Panizzi's company

Panizzi's company did a few things right when it started issuing payroll cards, according to the consumer advocates we consulted. First, Teamtemps scouted out a card that even those without access to a bank could use without paying hefty fees. This was a crucial step in picking a card provider, Panizzi says, since the company has many employees in rural areas who would need to rely on ATMs to access their cash. (One problem with both prepaid and reloadable debit cards is that there can be high fees for users who want to withdraw cash.) Teamtemps also got information about the card translated into Spanish so workers who didn't have English as a primary language wouldn't struggle to understand how the card worked.

Another card benefit? Howe says that they're much cheaper for employers to administer than the paper checks they replace. In addition, for those Americans who are part of what watchdog groups dub the "unbanked," they can be a less-expensive option. "We were focused on the workforce that didn't or couldn't get a bank account," Howe says of his days at Directo. "This lets get them out of the world of check-cashing fees."

While this is true, the cards can come with plenty of their own fees, a prospect that worries some people like Jean Ann Fox, director of financial services for Consumer Federation of America. While the initial purchase price of the card is often borne by the employer, workers may be subject to fees when they withdraw cash at an ATM, make a purchase in a store, call to check their balance, request a paper statement or need a card replaced if it's been lost or stolen.

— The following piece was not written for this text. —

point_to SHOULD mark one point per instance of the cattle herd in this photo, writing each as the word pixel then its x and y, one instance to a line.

Prior to the passage of the Overdraft Act this July, some cards would even let users overdraw and incur hefty fees, which is like extending a short-term loan -- at a payday loan prices. Given that these cards are specifically targeted to workers who are financially unsophisticated, this could add up to a whole lot of trouble.

A big part of the problem is the relative lack of regulation around prepaid and reloadable debit cards. "Our position is that they're legally nebulous," says Angie Wei, legislative director of the California Labor Federation. "There's no oversight or regulatory framework."

California has better laws than many states when it comes to payroll cards, but Wei says that the lack of a national framework to regulate these cards puts cardholders at risk of falling through the cracks. This legal gray area is troubling to many consumer advocates, who point out two main trouble spots with the cards.

First, there aren't many limits on the types of fees and the amounts of those fees that a card issuer can charge the user. A total of 11 states have laws on the books saying that a worker has to have the right to access their pay without paying a fee, so most payroll cards permit one free withdrawal per pay period. If the cardholder doesn't have a bank account, though, this isn't really practical; they'd be in the same unsafe situation -- carrying around piles of cash -- that you'd imagine they got the card to avoid. In reality, using the card can cost the worker his or her hard-earned money. Even Howe acknowledges, "Some of the programs out there even today are very expensive for the worker."

A potentially bigger problem has to do with FDIC insurance. Under FDIC rules, if you have a bank account with less than $250,000 in it and the bank fails, you get your money back. If an entire company's worth of payroll deposits are lumped into a single account, though, there's no legal guarantee that all the money would be returned to its rightful owners if the bank goes bankrupt.

"You and I take for granted that if your bank folds tomorrow, we're going to get our money back," says CFA's Fox. This also is a problem with general-purpose prepaid debit cards, which we've discussed before on WalletPop.